Doc-to-LoRA: Learning to Instantly Internalize Contexts
Problem Statement
Transformer-based LLMs suffer from quadratic attention cost over long sequences, making inference with large contexts memory-intensive and slow. While context distillation (CD) can encode information into model parameters, performing CD per-prompt at inference time is impractical due to high training costs and latency. There is no efficient mechanism to rapidly internalize arbitrary documents into model weights without retraining.
Key Novelty
- A meta-learned hypernetwork that generates task-specific LoRA adapters from an input document in a single forward pass, enabling amortized context distillation at inference time
- Demonstrated ability to handle sequence lengths exceeding the target LLM's native context window by more than 4x on needle-in-a-haystack tasks with near-perfect zero-shot accuracy
- Outperforms standard per-prompt context distillation on real-world QA benchmarks while significantly reducing peak memory consumption and update latency
Evaluation Highlights
- Near-perfect zero-shot accuracy on long-context needle-in-a-haystack tasks at sequence lengths >4x the target LLM's native context window
- On real-world QA datasets, D2L outperforms standard context distillation with significantly lower peak memory consumption and update latency under limited compute budgets
Breakthrough Assessment
Methodology
- Train a lightweight hypernetwork (D2L) in a meta-learning setup: given input documents paired with QA tasks, the hypernetwork learns to predict LoRA adapter weights for a frozen target LLM that minimize task loss
- At inference time, pass an unseen document through D2L in a single forward pass to generate a document-specific LoRA adapter, which is then merged into or applied alongside the target LLM
- Subsequent queries about the document are answered by the adapted LLM without re-consuming the original context, eliminating the KV-cache overhead and repeated attention over long sequences
System Components
A lightweight neural network that takes a document as input and outputs LoRA adapter weight matrices for a target LLM, trained via meta-learning to approximate context distillation in one forward pass
Low-rank weight delta matrices injected into the target LLM's layers to encode document-specific knowledge, enabling query answering without re-reading the original context
D2L is trained across many document-QA pairs so that the generated adapters generalize to unseen documents at inference time, amortizing the cost of per-document distillation
The base language model whose parameters remain fixed; it receives the generated LoRA adapter at inference to condition its responses on the internalized document content
Results
| Metric/Benchmark | Baseline (Standard CD) | Doc-to-LoRA (D2L) | Delta |
|---|---|---|---|
| Needle-in-Haystack Accuracy (>4x context window) | Degraded / fails beyond context limit | Near-perfect zero-shot accuracy | Significant improvement |
| Real-world QA Performance (limited compute) | Standard CD baseline | Outperforms standard CD | Positive |
| Peak Memory Consumption (inference) | High (full KV-cache for long context) | Significantly reduced | Large reduction |
| Update / Adaptation Latency | High (per-prompt training required) | Single forward pass | Order-of-magnitude reduction |
Key Takeaways
- D2L enables a new inference paradigm: precompute a LoRA adapter from a document once, then serve many queries cheaply without storing or reprocessing the full context, directly reducing KV-cache memory and latency in production deployments
- The meta-learning approach amortizes the cost of context distillation across documents, making it practical to frequently update or personalize LLMs with new knowledge without fine-tuning the base model
- The ability to exceed the native context window by 4x suggests D2L could serve as a practical workaround for context length limitations, relevant for document understanding, RAG pipelines, and long-context reasoning applications
Abstract
Long input sequences are central to in-context learning, document understanding, and multi-step reasoning of Large Language Models (LLMs). However, the quadratic attention cost of Transformers makes inference memory-intensive and slow. While context distillation (CD) can transfer information into model parameters, per-prompt distillation is impractical due to training costs and latency.
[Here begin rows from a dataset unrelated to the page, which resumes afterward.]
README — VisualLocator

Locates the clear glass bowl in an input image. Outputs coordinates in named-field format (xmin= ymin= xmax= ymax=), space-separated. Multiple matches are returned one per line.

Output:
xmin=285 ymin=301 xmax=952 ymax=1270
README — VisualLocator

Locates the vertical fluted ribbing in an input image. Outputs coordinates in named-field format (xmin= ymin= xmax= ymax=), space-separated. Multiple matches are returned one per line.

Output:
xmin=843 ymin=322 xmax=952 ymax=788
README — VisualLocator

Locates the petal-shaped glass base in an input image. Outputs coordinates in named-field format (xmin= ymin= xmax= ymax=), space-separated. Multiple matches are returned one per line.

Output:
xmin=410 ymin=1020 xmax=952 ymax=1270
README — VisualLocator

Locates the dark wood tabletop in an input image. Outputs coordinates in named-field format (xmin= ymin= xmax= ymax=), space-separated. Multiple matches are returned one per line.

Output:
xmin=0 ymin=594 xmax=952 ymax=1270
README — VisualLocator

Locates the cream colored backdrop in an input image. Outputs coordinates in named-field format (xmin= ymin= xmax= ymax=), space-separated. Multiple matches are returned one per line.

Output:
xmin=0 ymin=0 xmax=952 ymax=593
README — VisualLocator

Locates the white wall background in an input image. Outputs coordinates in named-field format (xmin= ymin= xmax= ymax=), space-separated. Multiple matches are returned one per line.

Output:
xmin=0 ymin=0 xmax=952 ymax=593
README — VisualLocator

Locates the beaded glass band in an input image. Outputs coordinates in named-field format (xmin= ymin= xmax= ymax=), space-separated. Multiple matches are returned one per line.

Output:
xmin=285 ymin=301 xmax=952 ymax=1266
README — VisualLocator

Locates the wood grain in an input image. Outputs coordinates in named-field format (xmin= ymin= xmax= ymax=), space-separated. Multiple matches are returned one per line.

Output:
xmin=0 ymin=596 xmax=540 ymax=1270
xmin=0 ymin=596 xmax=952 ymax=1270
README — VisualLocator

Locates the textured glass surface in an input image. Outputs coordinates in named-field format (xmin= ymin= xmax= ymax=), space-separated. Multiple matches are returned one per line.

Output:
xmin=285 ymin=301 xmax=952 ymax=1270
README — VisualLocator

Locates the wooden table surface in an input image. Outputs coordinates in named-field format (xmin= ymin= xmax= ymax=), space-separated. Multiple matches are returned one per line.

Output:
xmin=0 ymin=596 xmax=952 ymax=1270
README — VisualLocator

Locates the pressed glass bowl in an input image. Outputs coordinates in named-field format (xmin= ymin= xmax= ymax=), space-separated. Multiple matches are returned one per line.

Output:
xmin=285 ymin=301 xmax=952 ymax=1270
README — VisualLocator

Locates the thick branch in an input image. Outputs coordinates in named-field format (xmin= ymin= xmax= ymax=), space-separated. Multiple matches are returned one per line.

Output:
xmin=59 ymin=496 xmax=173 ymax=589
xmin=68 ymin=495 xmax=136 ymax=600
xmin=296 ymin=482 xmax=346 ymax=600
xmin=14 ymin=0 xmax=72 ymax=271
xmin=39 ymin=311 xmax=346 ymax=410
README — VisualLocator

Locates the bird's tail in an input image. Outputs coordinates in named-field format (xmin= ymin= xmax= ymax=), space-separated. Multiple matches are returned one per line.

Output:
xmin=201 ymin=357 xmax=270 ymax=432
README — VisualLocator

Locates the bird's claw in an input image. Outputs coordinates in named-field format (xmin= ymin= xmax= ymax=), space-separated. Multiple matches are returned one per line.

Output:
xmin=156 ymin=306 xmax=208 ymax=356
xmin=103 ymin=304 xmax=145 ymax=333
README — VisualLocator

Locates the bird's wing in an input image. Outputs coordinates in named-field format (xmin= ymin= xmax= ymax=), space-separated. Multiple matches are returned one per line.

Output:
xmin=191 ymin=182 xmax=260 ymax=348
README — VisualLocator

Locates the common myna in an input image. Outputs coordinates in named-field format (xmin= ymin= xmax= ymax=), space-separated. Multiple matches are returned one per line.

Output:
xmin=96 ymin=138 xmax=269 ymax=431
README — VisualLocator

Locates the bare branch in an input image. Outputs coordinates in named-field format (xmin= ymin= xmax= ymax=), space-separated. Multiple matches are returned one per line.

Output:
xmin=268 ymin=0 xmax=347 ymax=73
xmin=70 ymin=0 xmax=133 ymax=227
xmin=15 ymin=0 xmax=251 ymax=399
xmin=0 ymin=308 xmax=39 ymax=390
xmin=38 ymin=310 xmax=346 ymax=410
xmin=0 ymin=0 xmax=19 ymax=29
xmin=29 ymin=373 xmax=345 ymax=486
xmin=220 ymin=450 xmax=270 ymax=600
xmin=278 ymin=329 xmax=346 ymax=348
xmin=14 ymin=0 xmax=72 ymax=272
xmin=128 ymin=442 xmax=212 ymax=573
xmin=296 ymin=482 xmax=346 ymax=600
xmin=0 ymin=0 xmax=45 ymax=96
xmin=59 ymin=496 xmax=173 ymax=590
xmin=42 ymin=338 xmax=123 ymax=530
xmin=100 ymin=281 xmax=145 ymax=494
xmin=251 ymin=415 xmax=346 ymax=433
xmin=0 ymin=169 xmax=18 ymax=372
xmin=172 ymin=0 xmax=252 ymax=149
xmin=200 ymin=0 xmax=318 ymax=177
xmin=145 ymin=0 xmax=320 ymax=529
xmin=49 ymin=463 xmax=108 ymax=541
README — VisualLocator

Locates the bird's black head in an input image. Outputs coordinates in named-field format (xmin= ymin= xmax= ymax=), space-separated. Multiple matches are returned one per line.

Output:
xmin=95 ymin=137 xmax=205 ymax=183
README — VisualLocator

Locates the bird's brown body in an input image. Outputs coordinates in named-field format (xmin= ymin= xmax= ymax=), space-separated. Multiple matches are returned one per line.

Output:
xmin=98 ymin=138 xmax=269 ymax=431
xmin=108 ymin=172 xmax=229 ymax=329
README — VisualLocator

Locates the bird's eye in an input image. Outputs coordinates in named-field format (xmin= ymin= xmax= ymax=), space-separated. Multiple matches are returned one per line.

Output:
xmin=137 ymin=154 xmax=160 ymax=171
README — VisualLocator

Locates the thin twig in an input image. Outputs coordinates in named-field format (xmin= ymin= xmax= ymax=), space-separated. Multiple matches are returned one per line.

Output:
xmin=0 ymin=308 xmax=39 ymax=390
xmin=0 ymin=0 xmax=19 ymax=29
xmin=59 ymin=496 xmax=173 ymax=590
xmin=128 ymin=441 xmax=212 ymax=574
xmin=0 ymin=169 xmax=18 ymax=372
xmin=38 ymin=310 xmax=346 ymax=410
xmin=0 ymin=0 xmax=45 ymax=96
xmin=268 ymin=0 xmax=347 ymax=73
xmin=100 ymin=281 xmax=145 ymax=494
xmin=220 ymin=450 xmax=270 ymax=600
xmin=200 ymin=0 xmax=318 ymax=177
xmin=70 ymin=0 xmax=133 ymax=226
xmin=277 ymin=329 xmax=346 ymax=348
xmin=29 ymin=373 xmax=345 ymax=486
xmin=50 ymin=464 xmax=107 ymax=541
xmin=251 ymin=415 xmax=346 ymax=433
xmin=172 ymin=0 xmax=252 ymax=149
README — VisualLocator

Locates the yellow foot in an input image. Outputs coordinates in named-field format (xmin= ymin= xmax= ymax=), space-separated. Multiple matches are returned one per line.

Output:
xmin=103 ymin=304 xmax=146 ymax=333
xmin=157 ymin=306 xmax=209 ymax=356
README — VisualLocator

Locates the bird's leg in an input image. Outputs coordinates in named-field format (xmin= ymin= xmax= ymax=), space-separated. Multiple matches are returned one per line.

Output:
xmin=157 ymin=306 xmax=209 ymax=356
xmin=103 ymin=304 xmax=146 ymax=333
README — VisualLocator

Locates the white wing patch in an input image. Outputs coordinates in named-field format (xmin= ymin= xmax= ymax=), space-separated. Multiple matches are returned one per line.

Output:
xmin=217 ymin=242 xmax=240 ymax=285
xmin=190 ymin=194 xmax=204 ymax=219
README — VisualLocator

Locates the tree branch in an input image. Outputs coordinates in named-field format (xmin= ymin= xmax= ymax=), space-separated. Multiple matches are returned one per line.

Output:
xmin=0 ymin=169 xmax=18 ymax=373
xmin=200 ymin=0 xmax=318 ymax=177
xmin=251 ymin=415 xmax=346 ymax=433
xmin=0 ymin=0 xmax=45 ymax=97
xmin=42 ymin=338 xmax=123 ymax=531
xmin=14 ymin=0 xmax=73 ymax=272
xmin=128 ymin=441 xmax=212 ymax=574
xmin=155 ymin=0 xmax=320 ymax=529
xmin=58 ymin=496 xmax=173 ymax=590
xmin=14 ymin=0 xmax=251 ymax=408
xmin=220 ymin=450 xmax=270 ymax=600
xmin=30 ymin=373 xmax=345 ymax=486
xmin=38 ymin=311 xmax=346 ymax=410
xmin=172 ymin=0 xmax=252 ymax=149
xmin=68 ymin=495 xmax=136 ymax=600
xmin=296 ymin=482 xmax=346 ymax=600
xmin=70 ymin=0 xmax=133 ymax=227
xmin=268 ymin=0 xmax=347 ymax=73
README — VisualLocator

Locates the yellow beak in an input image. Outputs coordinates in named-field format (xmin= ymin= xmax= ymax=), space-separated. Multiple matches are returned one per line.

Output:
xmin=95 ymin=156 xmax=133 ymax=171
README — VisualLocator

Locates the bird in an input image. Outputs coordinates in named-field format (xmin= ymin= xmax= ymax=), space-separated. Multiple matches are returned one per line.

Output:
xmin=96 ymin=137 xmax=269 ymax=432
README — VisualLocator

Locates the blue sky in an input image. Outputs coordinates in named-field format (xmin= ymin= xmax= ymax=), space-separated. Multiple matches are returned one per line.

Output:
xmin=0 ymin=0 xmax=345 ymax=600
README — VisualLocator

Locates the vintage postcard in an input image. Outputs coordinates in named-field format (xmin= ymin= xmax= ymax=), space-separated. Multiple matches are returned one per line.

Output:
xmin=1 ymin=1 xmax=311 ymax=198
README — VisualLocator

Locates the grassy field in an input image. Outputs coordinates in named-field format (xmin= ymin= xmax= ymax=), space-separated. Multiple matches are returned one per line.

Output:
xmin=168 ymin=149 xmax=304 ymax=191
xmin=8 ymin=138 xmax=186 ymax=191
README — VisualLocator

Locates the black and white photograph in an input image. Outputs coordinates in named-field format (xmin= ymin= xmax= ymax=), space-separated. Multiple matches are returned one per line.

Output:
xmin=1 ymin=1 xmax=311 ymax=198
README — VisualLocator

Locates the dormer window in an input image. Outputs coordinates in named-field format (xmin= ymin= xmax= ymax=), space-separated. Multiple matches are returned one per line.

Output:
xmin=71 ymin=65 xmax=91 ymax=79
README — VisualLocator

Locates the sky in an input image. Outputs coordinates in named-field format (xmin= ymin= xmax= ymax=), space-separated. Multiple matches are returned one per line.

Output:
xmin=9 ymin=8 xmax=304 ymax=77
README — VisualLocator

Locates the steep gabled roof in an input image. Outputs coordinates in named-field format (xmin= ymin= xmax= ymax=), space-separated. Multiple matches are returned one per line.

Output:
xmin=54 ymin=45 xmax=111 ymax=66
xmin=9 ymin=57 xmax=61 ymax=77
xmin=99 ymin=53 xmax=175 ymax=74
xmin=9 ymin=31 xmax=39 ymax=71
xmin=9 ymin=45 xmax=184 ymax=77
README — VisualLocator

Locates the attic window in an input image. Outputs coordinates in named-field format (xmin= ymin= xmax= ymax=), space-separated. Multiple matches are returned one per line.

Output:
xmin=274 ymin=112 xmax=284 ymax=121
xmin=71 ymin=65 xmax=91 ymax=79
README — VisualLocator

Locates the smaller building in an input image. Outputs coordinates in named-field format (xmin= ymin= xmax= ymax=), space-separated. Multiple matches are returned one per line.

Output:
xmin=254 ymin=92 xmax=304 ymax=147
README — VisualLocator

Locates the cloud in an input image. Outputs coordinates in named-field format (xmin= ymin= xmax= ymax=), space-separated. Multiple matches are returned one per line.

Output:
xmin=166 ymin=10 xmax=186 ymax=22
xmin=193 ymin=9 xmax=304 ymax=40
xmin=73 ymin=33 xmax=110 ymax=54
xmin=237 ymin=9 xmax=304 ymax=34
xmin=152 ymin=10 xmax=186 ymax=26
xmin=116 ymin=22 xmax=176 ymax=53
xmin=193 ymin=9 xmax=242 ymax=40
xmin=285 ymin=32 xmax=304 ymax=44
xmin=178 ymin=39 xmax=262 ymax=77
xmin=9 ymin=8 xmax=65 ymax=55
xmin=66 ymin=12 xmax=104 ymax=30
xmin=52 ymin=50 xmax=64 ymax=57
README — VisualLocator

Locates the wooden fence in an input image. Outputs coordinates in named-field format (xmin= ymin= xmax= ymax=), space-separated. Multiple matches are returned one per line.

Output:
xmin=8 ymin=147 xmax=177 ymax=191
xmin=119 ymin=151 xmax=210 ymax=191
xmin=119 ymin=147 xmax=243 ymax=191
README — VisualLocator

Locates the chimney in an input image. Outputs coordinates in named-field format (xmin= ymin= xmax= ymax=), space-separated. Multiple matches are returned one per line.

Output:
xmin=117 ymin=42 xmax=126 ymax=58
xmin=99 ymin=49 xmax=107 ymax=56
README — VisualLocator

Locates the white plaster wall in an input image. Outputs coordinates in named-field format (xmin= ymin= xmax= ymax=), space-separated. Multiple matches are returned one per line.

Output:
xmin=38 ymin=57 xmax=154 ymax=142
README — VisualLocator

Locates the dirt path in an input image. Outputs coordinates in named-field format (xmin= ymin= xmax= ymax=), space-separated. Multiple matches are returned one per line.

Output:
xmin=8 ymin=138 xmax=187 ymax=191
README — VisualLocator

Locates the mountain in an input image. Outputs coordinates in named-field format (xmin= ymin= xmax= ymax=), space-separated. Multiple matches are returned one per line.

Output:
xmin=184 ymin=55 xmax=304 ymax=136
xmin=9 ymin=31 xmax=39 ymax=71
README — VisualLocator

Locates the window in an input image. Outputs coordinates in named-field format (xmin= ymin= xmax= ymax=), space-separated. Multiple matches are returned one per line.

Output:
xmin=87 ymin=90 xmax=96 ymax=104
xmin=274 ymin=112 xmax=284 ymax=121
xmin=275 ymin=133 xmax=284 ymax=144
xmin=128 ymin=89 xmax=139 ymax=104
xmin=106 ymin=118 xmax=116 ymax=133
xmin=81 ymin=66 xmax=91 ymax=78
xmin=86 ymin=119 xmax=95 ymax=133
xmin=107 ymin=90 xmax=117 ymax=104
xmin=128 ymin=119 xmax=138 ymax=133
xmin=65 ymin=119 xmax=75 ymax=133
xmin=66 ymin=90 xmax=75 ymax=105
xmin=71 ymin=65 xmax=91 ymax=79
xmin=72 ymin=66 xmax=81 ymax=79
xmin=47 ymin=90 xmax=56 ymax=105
To address these limitations, we propose Doc-to-LoRA (D2L), a lightweight hypernetwork that meta-learns to perform approximate CD within a single forward pass. Given an unseen prompt, D2L generates a LoRA adapter for a target LLM, enabling subsequent queries to be answered without re-consuming the original context, reducing latency and KV-cache memory consumption during inference of the target LLM. On a long-context needle-in-a-haystack task, D2L successfully learns to map contexts into adapters that store the needle information, achieving near-perfect zero-shot accuracy at sequence lengths exceeding the target LLM's native context window by more than 4x. On real-world QA datasets with limited compute, D2L outperforms standard CD while significantly reducing peak memory consumption and update latency. We envision that D2L can facilitate rapid adaptation of LLMs, opening up the possibility of frequent knowledge updates and personalized chat behavior.